State the relationship between economics and history.
There has been a long-standing connection between economics and history. Most major historical events have an economic basis to them.
In looking at the major wars fought since the 1890s, economics has played a key role in the start of the war. The United States wanted to become a world power in the 1890s. We were looking for a war that would lead us to gain colonies. By having colonies, we could get stronger economically. Our businesses would benefit. Thus, we went to war with Spain in 1898.
In World War I, Germany wanted more land. They wanted colonies for reasons very similar to why we wanted colonies. They knew winning a war would be good for their businesses and economy.
There is some evidence that suggests the United States joined World War I so our businesses could benefit. The Nye Committee came to this conclusion after explaining why we joined the war.
Business leaders have opposed laws that allow unions to form. Business leaders believe unions will ask for more money and benefits. They believe this will hurt the company economically. Thus, business leaders have supported laws that curtail collective bargaining, make it harder for unions to exist or form, and that require people or business to reveal to whom a person or business is making political contributions.

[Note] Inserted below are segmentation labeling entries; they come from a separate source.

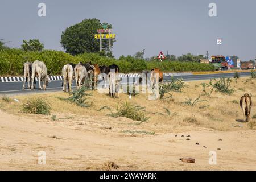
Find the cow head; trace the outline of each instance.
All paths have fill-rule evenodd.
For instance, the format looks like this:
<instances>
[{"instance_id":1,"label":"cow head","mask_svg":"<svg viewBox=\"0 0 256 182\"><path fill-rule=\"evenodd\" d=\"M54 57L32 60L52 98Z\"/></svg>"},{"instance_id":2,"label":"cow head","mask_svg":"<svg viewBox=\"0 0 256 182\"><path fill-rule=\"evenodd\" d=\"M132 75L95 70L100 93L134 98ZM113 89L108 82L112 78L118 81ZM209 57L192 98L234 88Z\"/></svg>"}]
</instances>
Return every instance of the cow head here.
<instances>
[{"instance_id":1,"label":"cow head","mask_svg":"<svg viewBox=\"0 0 256 182\"><path fill-rule=\"evenodd\" d=\"M151 69L151 75L150 76L150 83L151 84L151 88L153 89L154 87L155 86L154 83L154 80L155 80L155 70Z\"/></svg>"},{"instance_id":2,"label":"cow head","mask_svg":"<svg viewBox=\"0 0 256 182\"><path fill-rule=\"evenodd\" d=\"M49 74L49 75L46 75L46 78L45 78L44 81L45 81L45 82L46 82L46 86L48 86L48 85L49 84L49 83L51 82L50 75L51 75L51 74Z\"/></svg>"}]
</instances>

Slavery was based to a degree on economic factors. Southerners believed they would lose money if slavery ended, and they had to pay the workers on the farms. Southerners argued that ending slavery would be economically a disaster for the South. Economics has always been tied to history.
There are very close ties between economics and history. Economic policies help to determine which groups stay in power and which ones fall out of favor. In 1932, Herbert Hoover's failed economic policies brought about the election of Franklin Roosevelt and the beginning of social programs, such as Social Security in the United States. The Great Depression led to the rise of Hitler and his quest to make Germany great again.
On a smaller scale, Henry Ford's practice of paying his workers high wages in 1908 led to the Model T becoming the most ubiquitous car in the United States in the early part of the century. This led to the United States improving its infrastructure as well as other industries, such as hotels and diners for travelers. As more people gained disposable income in the 1920s, spectator sports became popular, and baseball and college football are still popular events in the United States.
Economics was also a factor in the decision to explore the world. Europeans were desperate for Asian spices; they did not want to risk traveling through Muslim-held lands after 1453 and sought to cut Venetian middlemen out of the market. For this reason, Columbus sailed West across the Atlantic Ocean in the hopes of reaching Asia. While he only got as far as Hispaniola, his discovery of the New World still ranks as one of the biggest events in history and economics. There is even a whole field of history that studies the past through the lens of economics.
When people in the modern world talk about economics, it is often a shorthand for money and markets. While these things are important to economics as a field, they are only component parts of the larger whole. At the broadest level, economics is the study of how human beings control resources. With this in mind, supply and demand have motivated peoples and governments to act according to their interests as far back as there are records. There are certainly more abstract factors that have given rise to the events and personalities that steered the direction of history-- religion, ethnic pride, and political philosophy chief among them. When wars were fought or countries formed, though, the loftiest ideals have tended to recede behind fundamental economic questions: did people have enough resources, and if they didn't, what could they do about it? In that sense, all the milestones of history are in some way a response to economic stimuli.